|Changying Du||Institute of Software, Chinese Academy of Sciences|
|Changde Du||Institute of Automation, Chinese Academy of Sciences|
|Xingyu Xie||Nanjing University of Aeronautics and Astronautics|
|Chen Zhang||Qihoo 360 Search Lab|
|Hao Wang||Qihoo 360 Search Lab|
Many important data mining problems can be modeled as learning a (bidirectional) multidimensional mapping between two data domains. The authors propose a multi-view adversarially learned inference (ALI) model, termed as MALI.

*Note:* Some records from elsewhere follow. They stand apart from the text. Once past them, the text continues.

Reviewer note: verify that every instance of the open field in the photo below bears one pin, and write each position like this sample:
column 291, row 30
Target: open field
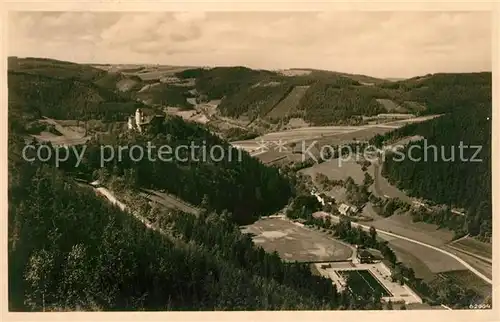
column 433, row 259
column 289, row 103
column 474, row 246
column 405, row 256
column 296, row 243
column 465, row 277
column 169, row 201
column 379, row 279
column 361, row 133
column 390, row 106
column 70, row 135
column 383, row 188
column 402, row 224
column 337, row 169
column 482, row 266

Many important data mining problems can be modeled as learning a (bidirectional) multidimensional mapping between two data domains. Based on the generative adversarial networks (GANs), particularly conditional ones, cross-domain joint distribution matching is an increasingly popular kind of methods addressing such problems. Though significant advances have been achieved, there are still two main disadvantages of existing models, i.e., the requirement of large amount of paired training samples and the notorious instability of training. In this paper, we propose a multi-view adversarially learned inference (ALI) model, termed as MALI, to address these issues. Unlike the common practice of learning direct domain mappings, our model relies on shared latent representations of both domains and can generate arbitrary number of paired faking samples, benefiting from which usually very few paired samples (together with sufficient unpaired ones) is enough for learning good mappings. Extending the vanilla ALI model, we design novel discriminators to judge the quality of generated samples (both paired and unpaired), and provide theoretical analysis of our new formulation. Experiments on image-to-image translation, image-to-attribute generation (multi-label classification), attribute-to-image generation tasks demonstrate that our semi-supervised learning framework yields significant performance improvements over existing ones. Results on cross-modality retrieval show that our latent space based method can achieve competitive similarity search performance in relative fast speed, compared to those methods that compute similarities in the high-dimensional data space.